Live performances in front of rapturous crowds in the 1970s helped burnish Lata’s halo. At her overseas debut at London’s prestigious Royal Albert Hall in 1974, she was introduced by the film actor Dilip Kumar who was her equal in stature as a Bollywood star. 

The first of Lata’s  three performances in Toronto was at Maple Leaf Gardens in 1975 – not exactly the classiest of venues, but one that could facilitate the maximum number of her adoring fans. The audience, resplendent in their saris and suits, was likely the best dressed and least rowdy crowd at the venue until then, and likely since.  

Lata’s ability to sing in many languages further endeared her to audiences. One can even find clips on YouTube of her singing the Kiswahili song Malaika in Nairobi and You Needed Me in Toronto.   

Lata would typically start her live performances with verses from the Bhagvad Gita. In my opinion, she was at her best singing devotional music. Her recordings of chapters 9, 12 and 15 of the Gita are truly exquisite, as are her Meera bhajans; music for all these recordings was composed by her brother Hridaynath. To this day her bhajans like Banwaari re or Allah tero naam, Ishwar tero naam remain among my favourites.

Lata was popular even with the younger generation. YouTube is full of clips of contestants singing her songs on shows such as Indian Idol.
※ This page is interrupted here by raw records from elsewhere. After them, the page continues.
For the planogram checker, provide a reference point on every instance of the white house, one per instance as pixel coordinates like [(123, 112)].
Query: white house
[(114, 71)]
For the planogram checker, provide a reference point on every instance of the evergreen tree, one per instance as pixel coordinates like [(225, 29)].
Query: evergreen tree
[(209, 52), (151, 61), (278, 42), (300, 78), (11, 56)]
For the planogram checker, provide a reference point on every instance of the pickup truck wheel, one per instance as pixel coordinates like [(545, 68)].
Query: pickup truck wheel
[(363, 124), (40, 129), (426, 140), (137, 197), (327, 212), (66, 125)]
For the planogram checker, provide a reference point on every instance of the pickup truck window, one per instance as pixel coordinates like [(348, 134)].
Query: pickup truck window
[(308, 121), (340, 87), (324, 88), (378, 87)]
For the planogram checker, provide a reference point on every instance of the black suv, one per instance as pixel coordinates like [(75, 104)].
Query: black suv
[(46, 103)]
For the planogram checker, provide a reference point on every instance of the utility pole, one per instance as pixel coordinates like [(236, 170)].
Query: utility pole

It is fascinating to watch judges react with Wah wah!” and “Kya baat hai!”  when an aspiring young singer is able to nail the murkis, meends or gamaks, little ornamental fragments, that Lata’s singing was replete with.

Many have commented on Lata Mangeshkar’s singing as being divinely inspired, and she was often called Saraswati, the goddess of music in Hindu belief.  Her passing away the day after Saraswati Puja, the day when the goddess is celebrated, was perhaps a divine coincidence. 

Lata’s song from Mamta (1966) will prove to be prophetic: Rahein na rahein hum, mehka karenge – whether I am here or not, my fragrance will remain. There is little doubt that Didi’s songs will be remembered by generations to come.

Caption for Photo Above: When Lata Mangeshkar came to Toronto…This image was shot by Durga Pachapurkar, a long time Raag-Mala patron. She was the President of Marathi Bhashik Mandal and attended a reception at Queen’s Park for Lata Mangeshkar held by the then Lieutenant Governor of Ontario.